Le 16 avril 2003, des chercheurs du monde entier ont établi qu'un virus jusqu'alors inconnu était à l'origine du SRAS. Ce nouveau coronavirus a été baptisé par l'OMS et ses laboratoires membres "Virus SARS-CoV” [image du virus]. Treize laboratoires se sont efforcés de répondre aux postulats de Koch, nécessaires pour prouver la causalité de la maladie. Les postulats de Koch stipulent que pour être l'agent causal, un agent pathogène doit remplir quatre conditions : il doit être présent dans tous les cas de la maladie, il doit être isolé de l'hôte et cultivé en culture pure, il doit reproduire la maladie originale lorsqu'il est introduit dans un hôte sensible (dans ce cas, des singes), et il doit être trouvé dans l'hôte expérimental ainsi infecté. Le mérite de la découverte du coronavirus, qui permet de déterminer avec certitude la cause du SRAS, revient aux 13 laboratoires qui ont travaillé en collaboration avec l'OMS. Cette découverte permet désormais aux scientifiques de se concentrer sur le développement de kits de diagnostic, de traitements et, à terme, sur la possibilité d'un vaccin. [réf : OMS, 16 avril 2003 ]
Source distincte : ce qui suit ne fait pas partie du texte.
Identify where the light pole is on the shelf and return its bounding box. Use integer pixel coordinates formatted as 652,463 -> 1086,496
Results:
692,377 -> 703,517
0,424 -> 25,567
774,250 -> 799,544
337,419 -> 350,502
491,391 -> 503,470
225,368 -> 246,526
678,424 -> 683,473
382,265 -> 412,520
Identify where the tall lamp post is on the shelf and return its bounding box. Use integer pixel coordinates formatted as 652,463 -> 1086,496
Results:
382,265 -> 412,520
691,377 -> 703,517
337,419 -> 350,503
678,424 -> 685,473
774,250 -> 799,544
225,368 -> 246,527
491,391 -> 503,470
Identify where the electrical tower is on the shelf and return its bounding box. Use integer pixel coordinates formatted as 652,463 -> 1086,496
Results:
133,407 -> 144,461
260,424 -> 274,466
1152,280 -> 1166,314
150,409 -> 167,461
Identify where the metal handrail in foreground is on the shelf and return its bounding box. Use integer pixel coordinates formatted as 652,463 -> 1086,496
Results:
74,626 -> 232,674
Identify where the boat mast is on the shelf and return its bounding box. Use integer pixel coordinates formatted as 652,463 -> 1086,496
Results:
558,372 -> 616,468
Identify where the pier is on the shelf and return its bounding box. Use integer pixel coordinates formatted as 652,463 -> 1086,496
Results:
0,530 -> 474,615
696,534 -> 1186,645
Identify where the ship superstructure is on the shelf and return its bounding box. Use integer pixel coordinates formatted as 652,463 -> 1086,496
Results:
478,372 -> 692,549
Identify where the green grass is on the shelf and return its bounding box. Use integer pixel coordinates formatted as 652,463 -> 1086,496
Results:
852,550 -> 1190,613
Certains éléments indiquent que le virus du SRAS est né chez l'animal et qu'il est passé chez l'homme, et les travaux se poursuivent pour le confirmer. L'expérimentation animale a montré que la co-infection avec d'autres virus (par exemple le métapneumovirus) n'affecte pas la virulence du virus du SRAS et n'agit pas en symbiose avec lui, comme on le soupçonnait auparavant. De nombreuses espèces animales semblent pouvoir être porteuses du virus du SRAS. [Dans une récente étude de séroprévalence menée dans la province de Guangdong en Chine (le "berceau" du SRAS), "des preuves sérologiques suggèrent qu'une infection asymptomatique par le SARS-CoV ou un virus antigéniquement apparenté s'est produite dans la province de Guangdong. La séroprévalence des anticorps IgG dirigés contre le SARS-CoV était nettement plus élevée chez les négociants d'animaux vivants que chez les personnes des groupes de contrôle, ce qui concorde avec l'hypothèse selon laquelle le SARS-CoV a franchi la barrière des espèces pour passer de l'animal à l'homme. Les résultats concordent avec les déterminations préliminaires d'une équipe de recherche conjointe du ministère chinois de l'agriculture et de la province de Guangdong, qui a constaté que les séquences de coronavirus détectées par réaction en chaîne de la polymérase chez les chauves-souris, les singes, les civettes palmistes masquées et les serpents étaient identiques ou similaires à celles des isolats humains du SARS-CoV. En outre, une étude conjointe du CDC de Shenzhen et de l'université de Hong Kong a déterminé que la séquence du coronavirus isolé chez les civettes palmistes masquées est identique à 99 % à celle du SARS-CoV humain. Ces résultats semblent compatibles avec l'hypothèse de l'existence d'un réservoir animal pour le SARS-CoV ou un virus antigéniquement apparenté ; toutefois, ils ne sont pas suffisants pour identifier le réservoir naturel du SARS-CoV ou le(s) animal(aux) responsable(s) du passage à l'homme. Ce rapport apporte un soutien indirect à l'hypothèse selon laquelle le SARS-CoV pourrait provenir d'une source animale et identifie plusieurs animaux en vue d'une étude plus approfondie". [réf. : ProMed, 16 octobre 2003].

SYMPTÔMES DU SARS-CoV [réf. : OMS]

Les symptômes de la maladie, par ordre de fréquence observée, comprennent une forte fièvre, une toux non productive, un essoufflement, un malaise, une diarrhée, des douleurs thoraciques, des maux de tête, des maux de gorge, des myalgies et des vomissements. Des cas de lymphopénie, d'élévation des taux de LDH, d'AST et de créatine phosphokinase ont également été rapportés [réf : Santé Canada]. Environ 10% des patients déclinent vers le 7e jour et ont besoin d'une assistance mécanique pour respirer. Les symptômes semblent s'aggraver à partir de la deuxième semaine de la maladie.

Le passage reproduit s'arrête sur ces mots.